Wednesday, March 3, 2010

So that's why they call it a drop spindle.

Last night I took a drop spindle class. The lovely ladies from Sky Loom Weavers gave us makeshift drop spindles (made from dowels stuck through CDs) and some roving, and got us started. I wish I could say I was a natural! Alas, my yarn is quite the mess, but I love it. I look forward to getting my hands on it again and practicing. Spinning is incredibly low-tech and subjective. I was amazed at how simple the concept is yet how difficult it is to execute. You just take a lump of fiber, break it up, and twirl it about on itself and it becomes yarn. Amazing! I don't know why I thought it would be more complicated, but there you go.

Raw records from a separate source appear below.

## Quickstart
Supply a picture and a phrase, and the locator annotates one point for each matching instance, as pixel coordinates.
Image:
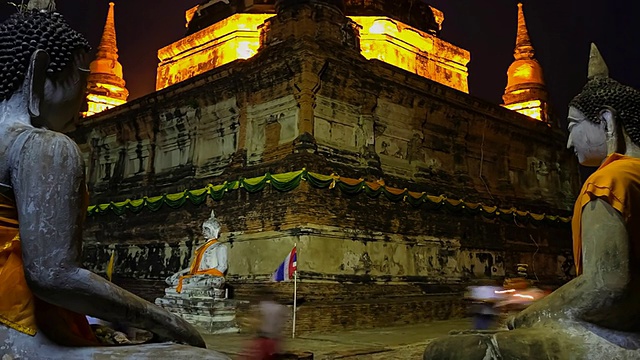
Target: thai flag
(288, 267)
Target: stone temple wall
(357, 253)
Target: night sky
(561, 31)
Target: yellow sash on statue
(195, 265)
(19, 309)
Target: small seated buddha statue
(596, 315)
(45, 294)
(205, 276)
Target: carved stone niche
(137, 158)
(174, 139)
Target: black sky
(561, 31)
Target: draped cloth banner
(291, 180)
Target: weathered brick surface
(368, 120)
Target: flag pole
(295, 295)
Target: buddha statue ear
(35, 80)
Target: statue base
(559, 340)
(208, 314)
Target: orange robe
(617, 181)
(19, 308)
(195, 265)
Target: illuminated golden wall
(238, 37)
(99, 103)
(532, 109)
(413, 50)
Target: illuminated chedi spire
(526, 91)
(106, 86)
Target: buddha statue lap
(205, 276)
(44, 292)
(596, 315)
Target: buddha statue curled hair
(25, 32)
(601, 91)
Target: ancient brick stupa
(344, 127)
(105, 85)
(526, 91)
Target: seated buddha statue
(596, 315)
(45, 294)
(205, 276)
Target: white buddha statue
(205, 276)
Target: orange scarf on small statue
(195, 265)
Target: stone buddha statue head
(211, 227)
(605, 117)
(43, 68)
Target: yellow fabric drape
(195, 264)
(19, 309)
(617, 181)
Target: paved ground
(400, 342)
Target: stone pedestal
(209, 314)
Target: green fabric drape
(289, 181)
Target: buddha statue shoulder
(205, 275)
(45, 294)
(596, 315)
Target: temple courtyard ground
(399, 342)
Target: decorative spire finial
(597, 66)
(524, 49)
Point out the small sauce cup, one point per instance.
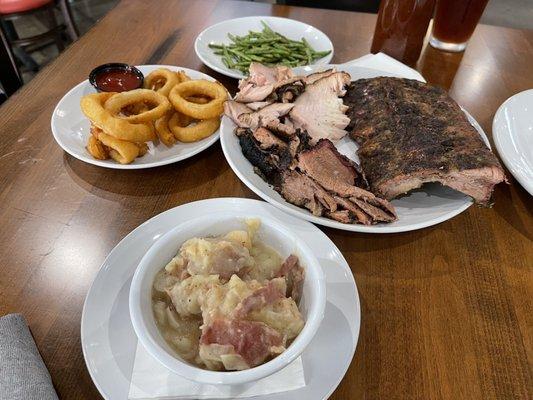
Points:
(116, 77)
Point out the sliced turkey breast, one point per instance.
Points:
(320, 111)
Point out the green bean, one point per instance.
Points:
(267, 47)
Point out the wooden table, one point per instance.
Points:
(446, 311)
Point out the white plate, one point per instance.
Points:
(108, 339)
(290, 28)
(71, 130)
(512, 131)
(421, 208)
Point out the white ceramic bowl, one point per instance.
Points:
(290, 28)
(512, 131)
(272, 232)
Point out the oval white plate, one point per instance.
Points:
(108, 339)
(71, 130)
(290, 28)
(512, 131)
(421, 208)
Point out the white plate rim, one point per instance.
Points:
(302, 213)
(498, 133)
(114, 165)
(356, 323)
(238, 75)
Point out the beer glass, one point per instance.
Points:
(454, 23)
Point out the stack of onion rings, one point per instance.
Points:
(212, 90)
(171, 107)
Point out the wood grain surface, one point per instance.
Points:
(446, 311)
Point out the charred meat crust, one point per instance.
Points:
(406, 129)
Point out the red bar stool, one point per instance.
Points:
(11, 10)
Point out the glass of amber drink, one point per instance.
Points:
(454, 23)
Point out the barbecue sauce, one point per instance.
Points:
(117, 81)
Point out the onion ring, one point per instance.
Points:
(200, 87)
(97, 149)
(182, 76)
(193, 133)
(120, 150)
(92, 106)
(143, 149)
(124, 99)
(162, 80)
(163, 132)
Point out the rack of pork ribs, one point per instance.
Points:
(408, 133)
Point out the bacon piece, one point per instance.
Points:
(275, 289)
(253, 341)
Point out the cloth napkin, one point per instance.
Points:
(151, 380)
(23, 375)
(385, 63)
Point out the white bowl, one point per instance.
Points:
(512, 131)
(272, 232)
(290, 28)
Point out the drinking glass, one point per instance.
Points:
(454, 23)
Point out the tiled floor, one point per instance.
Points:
(510, 13)
(85, 13)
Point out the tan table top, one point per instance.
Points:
(446, 311)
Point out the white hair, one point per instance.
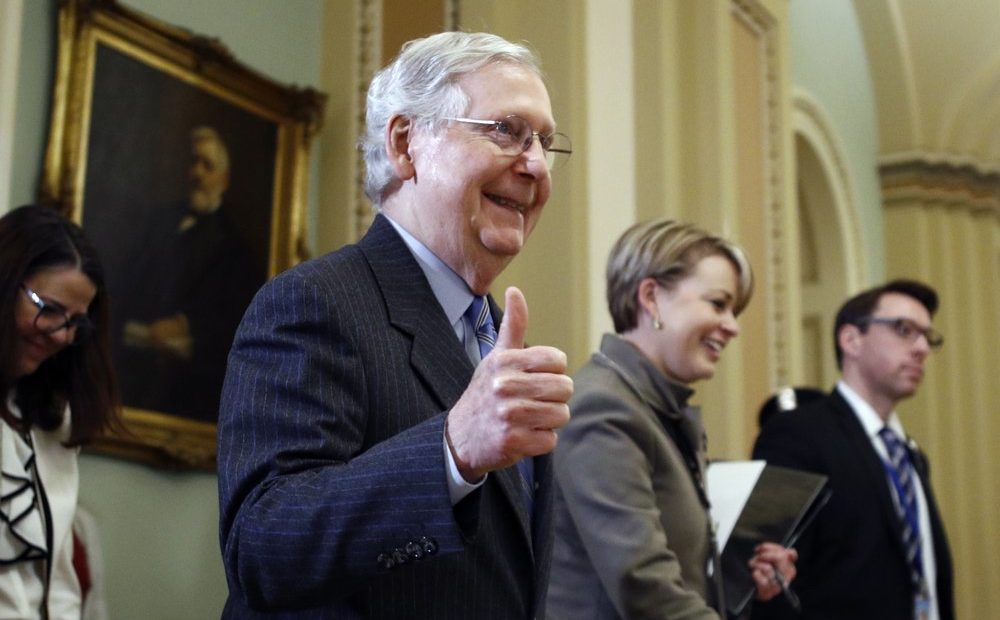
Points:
(422, 85)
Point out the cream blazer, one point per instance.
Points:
(21, 584)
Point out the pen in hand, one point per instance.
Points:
(790, 596)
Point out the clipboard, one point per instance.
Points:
(778, 504)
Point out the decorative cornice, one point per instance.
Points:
(963, 186)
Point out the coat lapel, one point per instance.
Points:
(436, 355)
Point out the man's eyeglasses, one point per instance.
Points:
(906, 329)
(514, 136)
(52, 317)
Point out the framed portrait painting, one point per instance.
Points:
(187, 170)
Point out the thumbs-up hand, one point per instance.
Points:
(514, 403)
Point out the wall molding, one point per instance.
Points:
(759, 20)
(10, 60)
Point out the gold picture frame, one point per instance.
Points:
(134, 102)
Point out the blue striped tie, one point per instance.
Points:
(486, 334)
(901, 472)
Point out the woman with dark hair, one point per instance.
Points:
(633, 535)
(57, 391)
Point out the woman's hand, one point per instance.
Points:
(771, 566)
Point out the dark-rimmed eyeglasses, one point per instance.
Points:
(514, 136)
(906, 329)
(52, 317)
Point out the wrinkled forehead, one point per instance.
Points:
(898, 305)
(502, 89)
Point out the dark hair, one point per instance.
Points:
(34, 238)
(858, 308)
(787, 399)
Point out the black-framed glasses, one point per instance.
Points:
(514, 136)
(52, 317)
(906, 329)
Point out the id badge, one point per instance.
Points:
(922, 603)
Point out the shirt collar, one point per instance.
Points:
(448, 287)
(866, 414)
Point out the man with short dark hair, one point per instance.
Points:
(878, 550)
(383, 451)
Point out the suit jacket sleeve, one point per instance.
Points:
(314, 485)
(604, 466)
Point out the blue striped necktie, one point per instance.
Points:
(901, 474)
(486, 334)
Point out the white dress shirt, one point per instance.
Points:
(454, 295)
(872, 424)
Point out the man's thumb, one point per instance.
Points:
(515, 320)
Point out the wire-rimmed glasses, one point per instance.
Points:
(514, 136)
(906, 329)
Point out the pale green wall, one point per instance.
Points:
(160, 529)
(829, 62)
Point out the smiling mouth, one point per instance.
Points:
(715, 346)
(506, 202)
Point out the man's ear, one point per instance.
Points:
(397, 146)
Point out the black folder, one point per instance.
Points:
(781, 505)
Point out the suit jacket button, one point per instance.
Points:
(385, 561)
(429, 545)
(399, 556)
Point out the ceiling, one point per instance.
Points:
(936, 69)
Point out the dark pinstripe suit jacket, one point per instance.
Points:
(851, 559)
(333, 496)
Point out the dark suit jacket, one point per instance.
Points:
(333, 493)
(851, 560)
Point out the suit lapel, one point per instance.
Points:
(437, 356)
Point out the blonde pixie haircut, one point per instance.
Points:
(667, 251)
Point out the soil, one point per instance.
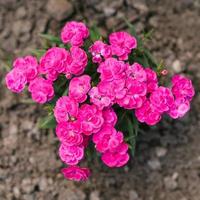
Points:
(166, 165)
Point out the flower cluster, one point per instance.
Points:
(86, 114)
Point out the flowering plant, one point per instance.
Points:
(97, 92)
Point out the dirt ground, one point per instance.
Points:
(167, 161)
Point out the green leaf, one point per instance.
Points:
(151, 59)
(51, 38)
(48, 122)
(38, 52)
(132, 125)
(94, 33)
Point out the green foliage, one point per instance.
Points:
(38, 52)
(95, 33)
(51, 38)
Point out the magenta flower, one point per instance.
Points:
(152, 80)
(71, 155)
(69, 133)
(135, 94)
(122, 43)
(79, 61)
(41, 90)
(76, 173)
(28, 65)
(107, 138)
(66, 109)
(90, 118)
(79, 87)
(136, 72)
(74, 33)
(179, 108)
(112, 69)
(100, 50)
(109, 116)
(148, 114)
(162, 99)
(117, 158)
(182, 87)
(55, 60)
(99, 99)
(16, 80)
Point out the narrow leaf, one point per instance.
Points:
(48, 122)
(51, 38)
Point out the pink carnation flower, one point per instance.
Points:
(79, 61)
(41, 90)
(136, 72)
(74, 33)
(100, 50)
(76, 173)
(66, 109)
(148, 114)
(55, 60)
(16, 80)
(109, 116)
(28, 65)
(69, 133)
(79, 87)
(152, 80)
(71, 155)
(112, 69)
(107, 138)
(117, 158)
(90, 118)
(135, 95)
(179, 108)
(122, 43)
(162, 99)
(182, 87)
(99, 99)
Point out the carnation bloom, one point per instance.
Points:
(28, 65)
(179, 108)
(99, 99)
(152, 80)
(69, 133)
(66, 109)
(122, 43)
(79, 87)
(74, 33)
(76, 173)
(100, 50)
(109, 116)
(16, 80)
(182, 87)
(135, 94)
(136, 72)
(107, 138)
(112, 69)
(41, 90)
(55, 60)
(79, 61)
(90, 118)
(117, 158)
(71, 155)
(148, 113)
(162, 99)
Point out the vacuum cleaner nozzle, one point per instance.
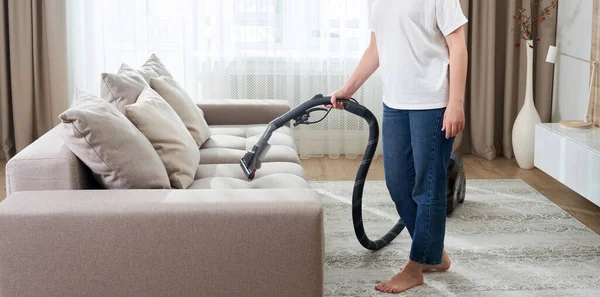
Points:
(246, 164)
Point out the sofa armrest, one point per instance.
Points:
(162, 243)
(47, 164)
(242, 111)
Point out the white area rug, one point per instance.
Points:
(505, 240)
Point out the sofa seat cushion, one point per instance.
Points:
(228, 144)
(272, 181)
(234, 171)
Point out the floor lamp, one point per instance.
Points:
(588, 121)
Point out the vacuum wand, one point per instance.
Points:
(251, 162)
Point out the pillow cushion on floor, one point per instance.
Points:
(122, 88)
(117, 153)
(157, 120)
(191, 115)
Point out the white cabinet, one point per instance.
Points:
(570, 156)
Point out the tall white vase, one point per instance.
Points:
(523, 136)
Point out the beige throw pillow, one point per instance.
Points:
(122, 88)
(155, 64)
(117, 153)
(191, 115)
(176, 147)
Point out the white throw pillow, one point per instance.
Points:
(117, 153)
(122, 88)
(154, 67)
(191, 115)
(157, 120)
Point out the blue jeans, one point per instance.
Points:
(416, 155)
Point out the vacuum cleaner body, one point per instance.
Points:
(251, 162)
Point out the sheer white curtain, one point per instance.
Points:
(241, 49)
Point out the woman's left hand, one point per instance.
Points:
(454, 120)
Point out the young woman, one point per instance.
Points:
(420, 47)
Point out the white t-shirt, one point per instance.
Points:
(413, 53)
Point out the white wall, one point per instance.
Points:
(571, 77)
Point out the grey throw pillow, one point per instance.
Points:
(176, 147)
(122, 88)
(191, 115)
(117, 153)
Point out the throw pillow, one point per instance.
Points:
(176, 147)
(156, 65)
(117, 153)
(122, 88)
(191, 115)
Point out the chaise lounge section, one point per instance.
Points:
(61, 234)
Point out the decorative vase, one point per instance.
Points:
(523, 136)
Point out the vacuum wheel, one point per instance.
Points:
(460, 187)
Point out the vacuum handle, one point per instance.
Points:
(349, 105)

I got a chance to sit at a spinning wheel for a few minutes as well, and that was a disaster! It was a total-body experience and completely difficult to wrap my body and mind around running the wheel and drafting the roving simultaneously. I think I'll stick to drop spindle for now to get the handling of the fiber down, thanks! Maybe someday I'll make another attempt, if I enjoy finishing out the roving I have left to do. I'm funny that way--as if a gauntlet has been thrown down, I have a new challenge. I want to master this, because I sure as heck can't do it well yet! And I don't know how much of my fascination is purely academic interest in how yarn is made, my innate desire to always be learning something new, or if I simply enjoy this activity. Time will tell!

My roving is a blend of wool from a sheep named Myra and mohair from Penny's own goat named Shakespeare. I am so tickled that I will have yarn that comes from animals whose names I know. I'm also blown away by the fact that I am learning an ancient technique--they told us that this was how yarn was spun until the 1400s. Amazing. I can imagine William Wallace's mother using the drop spindle to make yarn for her son's socks. That connection to the past and to the origin of the fiber gives my efforts such meaning. I love it. I can now see why someone would want to live in the country and raise goats to make yarn.

And yes, I dropped the blasted thing a ridiculous number of times. They told me that's why it's a "drop" spindle... think they were making fun?